Domestically Sukarno was theatrically anti-Western. He confiscated remaining Dutch businesses in 1957, took Indonesia out of the United Nations in 1965 after Malaysia joined the Security Council, and launched the Konfrontasi campaign of low-level military hostility against Malaysia from 1963 to 1966.
The 1965 crisis
By the mid-1960s Sukarno was managing an increasingly precarious balance. The PKI — the Indonesian Communist Party — had grown to about three million members, the largest non-governing communist party in the world. The army, broadly anti-communist, watched it with alarm. Sukarno's own health was failing.
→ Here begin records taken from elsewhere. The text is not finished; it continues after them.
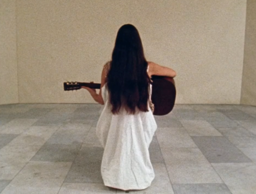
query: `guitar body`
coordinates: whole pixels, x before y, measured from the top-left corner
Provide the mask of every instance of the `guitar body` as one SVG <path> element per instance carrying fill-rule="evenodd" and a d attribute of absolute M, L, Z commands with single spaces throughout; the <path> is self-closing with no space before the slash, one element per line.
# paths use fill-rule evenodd
<path fill-rule="evenodd" d="M 173 110 L 176 97 L 175 82 L 168 77 L 152 76 L 151 100 L 155 105 L 154 115 L 165 115 Z"/>
<path fill-rule="evenodd" d="M 175 103 L 176 90 L 173 78 L 153 76 L 151 100 L 154 104 L 154 115 L 165 115 L 173 110 Z M 64 82 L 64 90 L 79 90 L 82 86 L 92 89 L 100 89 L 100 83 L 87 82 Z"/>

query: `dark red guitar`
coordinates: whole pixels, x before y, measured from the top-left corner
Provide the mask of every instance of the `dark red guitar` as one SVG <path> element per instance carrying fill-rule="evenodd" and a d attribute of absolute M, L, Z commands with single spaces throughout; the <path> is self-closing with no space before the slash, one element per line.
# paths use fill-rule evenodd
<path fill-rule="evenodd" d="M 154 115 L 167 115 L 173 110 L 176 97 L 175 82 L 168 77 L 153 76 L 151 100 L 155 105 Z M 68 82 L 64 82 L 64 90 L 79 90 L 82 86 L 94 89 L 100 89 L 100 83 Z"/>

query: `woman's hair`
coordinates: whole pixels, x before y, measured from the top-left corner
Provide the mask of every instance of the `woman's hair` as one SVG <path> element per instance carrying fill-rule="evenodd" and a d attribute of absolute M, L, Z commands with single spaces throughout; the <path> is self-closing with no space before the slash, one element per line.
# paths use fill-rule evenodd
<path fill-rule="evenodd" d="M 151 81 L 141 40 L 134 26 L 124 25 L 118 30 L 110 64 L 107 87 L 112 112 L 118 114 L 121 107 L 133 114 L 136 107 L 142 112 L 148 111 Z"/>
On the night of 30 September 1965, a group of army officers calling themselves the September 30th Movement (G30S) kidnapped and killed six anti-communist generals in Jakarta. Within hours, Major General Suharto had assumed command of the army's strategic reserve and begun moving against the plotters. Within days the PKI was being blamed for the entire affair. Within weeks an army-led, religiously-supported purge of suspected communists had begun across the country.
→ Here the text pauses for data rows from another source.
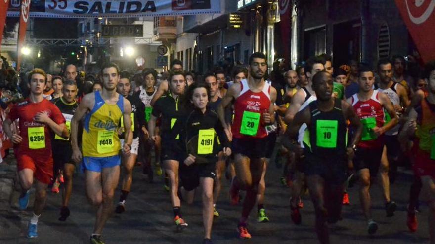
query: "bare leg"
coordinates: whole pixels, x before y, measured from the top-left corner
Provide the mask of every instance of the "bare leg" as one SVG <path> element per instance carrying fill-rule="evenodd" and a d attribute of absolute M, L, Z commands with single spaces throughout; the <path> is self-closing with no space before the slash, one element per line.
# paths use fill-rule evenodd
<path fill-rule="evenodd" d="M 386 203 L 390 201 L 390 178 L 388 176 L 388 171 L 390 169 L 388 158 L 387 156 L 387 147 L 384 147 L 382 152 L 382 157 L 381 158 L 381 166 L 379 169 L 379 179 L 381 185 L 382 186 L 381 193 Z"/>
<path fill-rule="evenodd" d="M 33 206 L 33 212 L 35 215 L 40 215 L 45 206 L 47 199 L 47 187 L 48 185 L 36 181 L 36 194 L 35 203 Z"/>
<path fill-rule="evenodd" d="M 266 176 L 266 169 L 267 168 L 267 163 L 265 162 L 263 167 L 263 173 L 258 184 L 258 190 L 257 193 L 257 204 L 263 205 L 264 204 L 264 192 L 266 191 L 266 181 L 264 177 Z"/>
<path fill-rule="evenodd" d="M 181 202 L 178 197 L 178 167 L 179 162 L 175 160 L 165 160 L 165 170 L 169 177 L 171 184 L 171 201 L 172 207 L 180 207 Z"/>
<path fill-rule="evenodd" d="M 358 172 L 360 187 L 359 188 L 359 201 L 362 207 L 362 211 L 367 221 L 371 219 L 372 213 L 370 209 L 370 173 L 368 169 L 360 170 Z"/>
<path fill-rule="evenodd" d="M 73 174 L 76 166 L 72 164 L 65 164 L 63 168 L 63 177 L 65 185 L 62 192 L 62 206 L 67 207 L 73 191 Z"/>
<path fill-rule="evenodd" d="M 123 164 L 124 166 L 125 172 L 122 181 L 122 190 L 128 192 L 130 191 L 131 188 L 131 182 L 133 181 L 133 167 L 137 155 L 130 153 L 127 157 L 123 155 Z"/>
<path fill-rule="evenodd" d="M 18 172 L 18 177 L 22 196 L 32 188 L 32 185 L 33 184 L 33 171 L 30 169 L 24 169 Z"/>
<path fill-rule="evenodd" d="M 213 224 L 213 179 L 200 178 L 202 187 L 202 217 L 204 225 L 204 238 L 211 239 Z"/>
<path fill-rule="evenodd" d="M 216 178 L 215 180 L 215 186 L 213 189 L 213 203 L 216 204 L 218 199 L 220 195 L 220 189 L 222 188 L 222 175 L 225 172 L 225 162 L 221 152 L 218 154 L 218 159 L 216 163 Z"/>
<path fill-rule="evenodd" d="M 306 179 L 311 200 L 314 205 L 317 238 L 320 243 L 327 244 L 329 243 L 329 233 L 326 224 L 328 211 L 325 208 L 325 180 L 316 175 L 308 176 Z"/>

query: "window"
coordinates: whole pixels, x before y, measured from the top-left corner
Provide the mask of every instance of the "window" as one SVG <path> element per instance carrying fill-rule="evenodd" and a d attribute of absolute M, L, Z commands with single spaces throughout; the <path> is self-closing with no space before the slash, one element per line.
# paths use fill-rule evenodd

The killings of 1965–66 are now estimated at between 500,000 and a million people — the worst mass political violence in Indonesian history. The PKI was outlawed. Sukarno's political base collapsed.
Removal and death
By March 1966, with student protests in the streets and the army aligned against him, Sukarno was forced to sign the Supersemar — an executive order transferring effective authority to Suharto. He was formally stripped of the presidency in March 1967. Suharto would rule for the next 31 years.
Sukarno spent his last years under house arrest, in poor health, allowed only limited visitors. He died in June 1970 in Jakarta and was buried in his birthplace of Blitar, East Java. His grave is now a national monument.
Legacy
Sukarno's legacy is contested but enormous. He is the founder of the Indonesian state, the author of Pancasila, the orator who held the country's many factions and ethnicities together when nothing else did, and the architect of non-alignment. He is also responsible — depending on how one assigns blame — for the political and economic dysfunction that opened the door to the 1965 catastrophe.
His daughter Megawati Sukarnoputri later served as Indonesia's fifth president (2001–2004) and remains a central figure in the PDI-P party. The Sukarno name still moves voters.
Most central Indonesian cities have a Jalan Sukarno-Hatta — Sukarno-Hatta Street — named for the two co-signatories of the 1945 Proklamasi.